Aug. 11, 2008 – Congress passes new ATV safety standard bill

Congress has passed a provision that requires all companies that import or sell ATVs in the United States to comply with the same vehicle safety standards, reported the Coalition for Safe and Responsible ATV Use.
The coalition is comprised of BRP, Honda, Kawasaki, Polaris, Suzuki and Yamaha, and partnered with the Consumer Product Safety Commission (CPSC) and Specialty Vehicle Institute of America (SVIA). They worked together to come up with specific standards.
Some of the standards now required include appropriate configuration and performance aspects of ATVs, speed restrictions on youth ATVs, free hands-on training programs and promotion of helmets and other proper gear. The established manufacturers also provide cash or product incentives for new ATV purchasers who complete the training course.
The provision was included with the Consumer Product Safety Improvement Act of 2008. President George W. Bush is expected to sign the legislation this month. Ed Krenik, Coalition spokesperson, says the provision will increase the safety for ATV consumers.
“These standards and programs are vital to ensure the safety of American ATV riders,” said Krenik in the release. “We want to thank Senators Klobuchar, Pryor and Stevens and the other House and Senate conferees for their continued support in making sure that this important ATV safety provision was included in the final Consumer Product Safety bill.
In recent years, non-traditional ATV companies, mostly from China, have entered the market in growing numbers. Many of these companies do not comply with the SVIA standards and have refused to implement comprehensive safety Action Plans with the CPSC. Sales of these non-compliant ATVs are estimated to account for approximately one-third of the new sales market in the U.S. Moreover, these companies are marketing many of these products directly to those most vulnerable to safety risks, those aged 16 and younger.
“Many non-traditional ATVs do not adhere to even minimal safety requirements, nor do the companies provide training or safety information,” Krenik said. “The poor quality of many of these ATVs create a danger for all ATV riders, particularly young riders, who are being targeted by these companies.”

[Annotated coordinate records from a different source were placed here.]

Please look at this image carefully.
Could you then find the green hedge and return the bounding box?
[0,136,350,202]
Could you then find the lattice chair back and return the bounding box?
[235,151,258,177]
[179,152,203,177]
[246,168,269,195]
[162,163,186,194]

The ATV provision codifies the current voluntary standards and Action Plans. In effect, the bill creates immediate mandatory standards for all ATVs sold in the U.S., both imported and domestic units.
“The big winners in this legislation are American consumers, who can be assured that any new ATV they buy in the U.S. will adhere to the safety standards and training programs developed over the past 20 years.”